Eric A. Dietrich, PharmD, BCPS, is a graduate of the University of Florida College of Pharmacy and completed a 2-year fellowship in family medicine where he was in charge of a coumadin clinic. He works for the College of Pharmacy and the College of Medicine at the University of Florida in Gainesville.

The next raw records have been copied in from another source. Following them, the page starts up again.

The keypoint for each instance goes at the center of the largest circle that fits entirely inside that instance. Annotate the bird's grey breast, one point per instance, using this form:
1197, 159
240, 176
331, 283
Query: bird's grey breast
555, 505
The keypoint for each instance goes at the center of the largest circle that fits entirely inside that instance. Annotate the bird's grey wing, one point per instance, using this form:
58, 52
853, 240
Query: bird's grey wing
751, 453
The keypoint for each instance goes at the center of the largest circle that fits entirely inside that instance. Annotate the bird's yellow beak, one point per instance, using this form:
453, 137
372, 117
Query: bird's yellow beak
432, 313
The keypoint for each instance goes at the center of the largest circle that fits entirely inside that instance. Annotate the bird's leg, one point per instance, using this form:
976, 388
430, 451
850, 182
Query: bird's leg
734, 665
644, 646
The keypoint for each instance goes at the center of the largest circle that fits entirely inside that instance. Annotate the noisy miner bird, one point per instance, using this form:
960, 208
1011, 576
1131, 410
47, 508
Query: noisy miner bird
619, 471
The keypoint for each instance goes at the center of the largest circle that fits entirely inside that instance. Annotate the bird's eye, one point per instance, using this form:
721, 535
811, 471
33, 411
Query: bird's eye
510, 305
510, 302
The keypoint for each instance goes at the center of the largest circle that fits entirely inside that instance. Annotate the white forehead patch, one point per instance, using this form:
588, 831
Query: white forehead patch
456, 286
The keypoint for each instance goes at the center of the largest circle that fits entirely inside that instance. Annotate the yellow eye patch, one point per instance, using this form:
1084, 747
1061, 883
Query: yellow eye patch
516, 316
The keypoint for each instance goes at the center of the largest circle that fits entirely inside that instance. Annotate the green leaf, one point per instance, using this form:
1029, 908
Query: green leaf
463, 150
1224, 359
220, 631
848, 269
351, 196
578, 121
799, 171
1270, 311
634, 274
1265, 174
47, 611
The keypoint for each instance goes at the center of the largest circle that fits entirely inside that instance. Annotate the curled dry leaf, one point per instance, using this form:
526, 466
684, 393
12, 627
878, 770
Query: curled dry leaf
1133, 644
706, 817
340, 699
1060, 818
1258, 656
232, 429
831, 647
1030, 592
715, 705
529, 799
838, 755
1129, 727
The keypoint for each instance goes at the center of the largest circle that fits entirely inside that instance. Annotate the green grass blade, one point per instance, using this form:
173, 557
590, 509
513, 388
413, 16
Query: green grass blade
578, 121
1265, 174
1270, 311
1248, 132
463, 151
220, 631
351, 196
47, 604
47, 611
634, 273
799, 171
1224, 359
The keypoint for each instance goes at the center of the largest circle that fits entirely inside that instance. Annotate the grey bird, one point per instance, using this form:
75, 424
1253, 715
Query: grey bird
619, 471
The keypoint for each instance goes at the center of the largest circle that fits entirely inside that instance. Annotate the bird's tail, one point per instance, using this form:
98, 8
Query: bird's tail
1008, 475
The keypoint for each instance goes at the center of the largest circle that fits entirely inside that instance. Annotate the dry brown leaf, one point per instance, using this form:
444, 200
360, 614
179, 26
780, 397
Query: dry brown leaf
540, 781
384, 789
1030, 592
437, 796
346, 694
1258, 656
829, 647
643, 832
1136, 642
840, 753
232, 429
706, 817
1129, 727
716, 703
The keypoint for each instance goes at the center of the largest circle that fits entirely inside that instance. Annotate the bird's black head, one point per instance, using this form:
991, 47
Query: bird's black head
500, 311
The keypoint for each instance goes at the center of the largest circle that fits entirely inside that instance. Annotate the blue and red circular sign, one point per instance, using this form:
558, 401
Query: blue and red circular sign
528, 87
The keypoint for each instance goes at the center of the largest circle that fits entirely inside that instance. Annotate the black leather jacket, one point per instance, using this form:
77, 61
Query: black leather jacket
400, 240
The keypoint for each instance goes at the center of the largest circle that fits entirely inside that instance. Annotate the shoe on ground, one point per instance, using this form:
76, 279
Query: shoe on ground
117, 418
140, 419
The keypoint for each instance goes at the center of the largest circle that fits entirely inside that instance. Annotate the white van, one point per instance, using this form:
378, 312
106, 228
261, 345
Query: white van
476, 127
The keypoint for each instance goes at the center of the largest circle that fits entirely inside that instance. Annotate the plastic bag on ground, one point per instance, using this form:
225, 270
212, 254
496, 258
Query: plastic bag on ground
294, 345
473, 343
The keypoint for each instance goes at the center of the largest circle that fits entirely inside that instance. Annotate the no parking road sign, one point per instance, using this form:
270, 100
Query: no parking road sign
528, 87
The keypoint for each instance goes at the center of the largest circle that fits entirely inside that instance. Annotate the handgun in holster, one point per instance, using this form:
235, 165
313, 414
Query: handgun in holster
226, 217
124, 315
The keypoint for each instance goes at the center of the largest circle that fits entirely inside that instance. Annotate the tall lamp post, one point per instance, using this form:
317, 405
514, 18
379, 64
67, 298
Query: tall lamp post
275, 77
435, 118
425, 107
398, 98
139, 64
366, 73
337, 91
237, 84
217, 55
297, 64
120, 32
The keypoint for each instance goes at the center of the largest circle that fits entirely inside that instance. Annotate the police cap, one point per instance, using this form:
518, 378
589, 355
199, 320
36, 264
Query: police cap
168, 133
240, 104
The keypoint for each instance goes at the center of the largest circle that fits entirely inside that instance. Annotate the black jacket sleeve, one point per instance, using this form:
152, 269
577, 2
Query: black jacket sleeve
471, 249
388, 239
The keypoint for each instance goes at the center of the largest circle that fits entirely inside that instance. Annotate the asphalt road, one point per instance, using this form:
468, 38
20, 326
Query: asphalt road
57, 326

Kyle Davis, PharmD, BCPS, is a graduate of the University of Florida College of Pharmacy in Gainesville and completed a 2-year residency in internal medicine at Indiana University in Indianapolis. He is an internal medicine specialist at Ochsner Medical Center in Jefferson, Louisiana.

References:

  1. Streiff MB, Holmstrom B, Ashrani A, et al; National Comprehensive Cancer Network. NCCN Clinical Practice Guidelines in Oncology (NCCN Guidelines): Cancer-Associated Venous Thromboembolic Disease. Version 1.2015. http://www.nccn.org/professionals/physician_gls/pdf/vte.pdf. Accessed February 2, 2016.
  2. Lee AYY, Levine MN, Baker RI, et al; Randomized Comparison of Low-Molecular-Weight Heparin Versus Oral Anticoagulant Therapy for the Prevention of Recurrent Venous Thromboembolism in Patients With Cancer (CLOT) Investigators. Low-molecular-weight heparin versus a coumarin for the prevention of recurrent venous thromboembolism in patients with cancer. N Engl J Med. 2003;349(2):146-153.
  3. Lee AYY, Kamphuisen PW, Meyer G, et al; CATCH Investigators. Tinzaparin vs warfarin for treatment of acute venous thromboembolism in patients with active cancer: a randomized clinical trial. JAMA. 2015;314(7):677-686.